Saturday, November 15, 2008

Small Business Online Marketing & Sales

From the perspective of a small business who provides mail-order products, such as RS Motorbike Paint, here's an example strategy to create an online marketing and sales capability. Adding together the various options available, here's an example strategy. I think it makes sense to go for minimal upfront investment, and operational costs - both in time and money. The ability to measure the effectiveness of the online channel is also important, as is the option to incrementally increase investment in the channel if the stats tell you that the investment is worth it.

Step One: Visibility

The first step to an online presence is a professional website with a strong brand image and well structured information. This includes a domain name "yourbusinessname.com" and email addresses "orders@yourbusinessname.com" etc. To begin with, the key purpose of the website will be to give the customer the assurance that you are the business that they want to deal with, and guide them to your phone channel. The key to utilising both the phone and online channels properly is to ensure that both the phones and emails are well manned, with well defined processes run off the back of them to agreed SLAs. This will give your customers rapid feedback and confidence that the online channel is being well managed. Online customer experience and customer service is as important as offline.

Add your domain name/url to all your business cards, letter heads, company vehicles etc.

Search-engine optimisation is very important at this stage to allow your customers to find you via Google.

You need to have statistics available from your website service provider so that you can see, at a minimum, how many people have visited your site.
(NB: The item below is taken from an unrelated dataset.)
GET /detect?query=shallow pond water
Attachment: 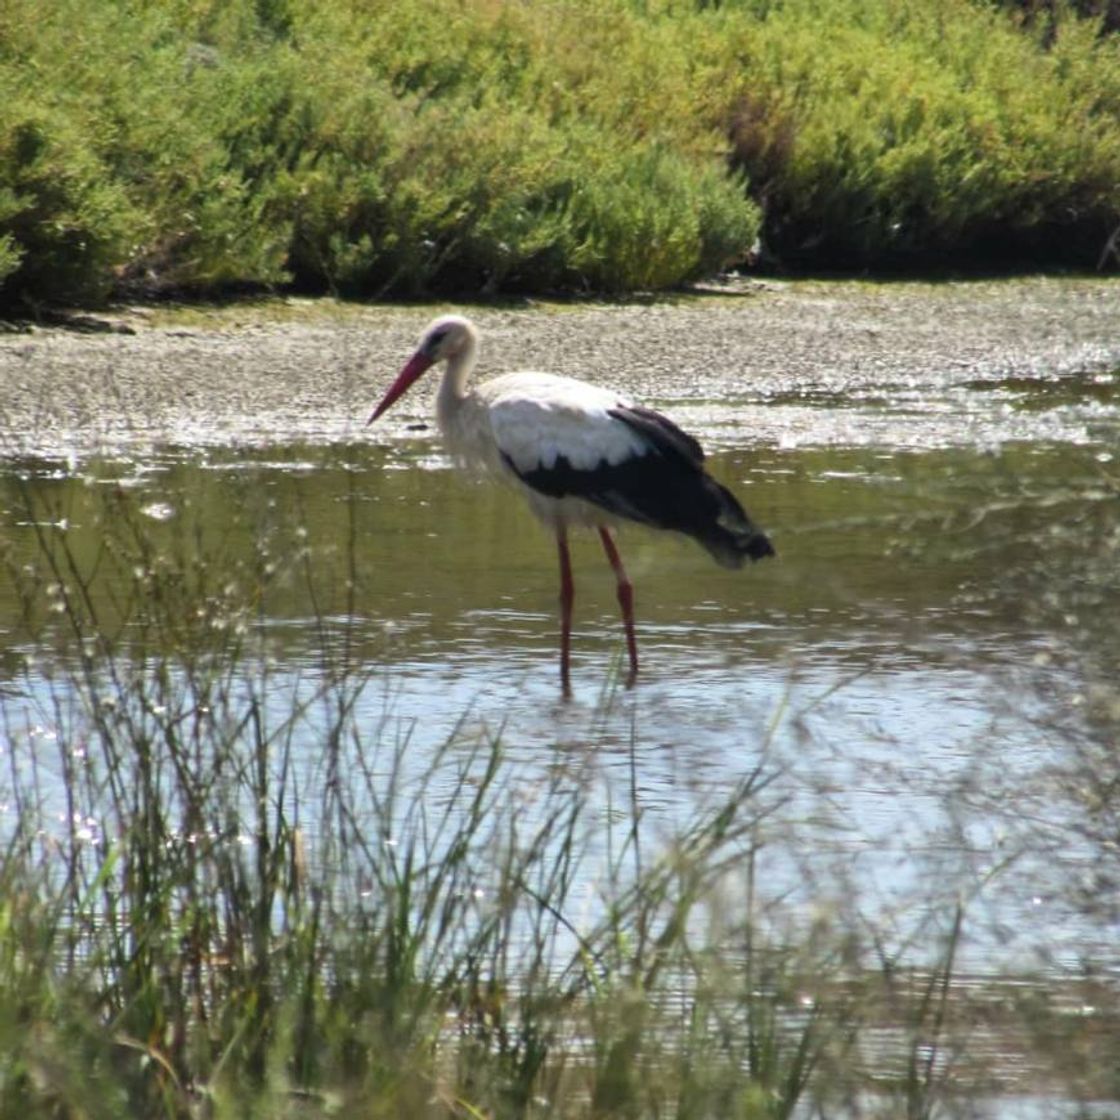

Being able to understand the proportion of people who make contact is a key statistic.

Also, adding your company to yell.com and linking this entry to the website is a very useful way to channel customers to your website.

Step Two: Online Marketing

The easiest way into online marketing is via Google AdWords and AdSense, paying per-click. It might make sense to put together some simple ad banners, but this is not necessary with Google, which primarily operates on a text-advertising basis.

Identify key websites that have a large user-base primarily made up of your target demographic and see how you can get your links and marketing onto their site. Keep these to a minimum as they probably cost more and take more management effort.

Step Three: Online Sales

Create yourself as a business on ebay and list your major products there. Its probably worth making the jump to an ebay store at this point to ease management effort, provide a consistent set of product offerings, a single url to link to, and a more consistent online brand image.

Link to this prominantly from your Step One "Marketing" website wherever the customer may want to buy immediately. Also, take advantage of the various tools provided by ebay to manage and monitor your online store, plus take advantage of the access you have to ebay's user-base through optimising the keywords you use to describe products, and also cross-marketing with other stores.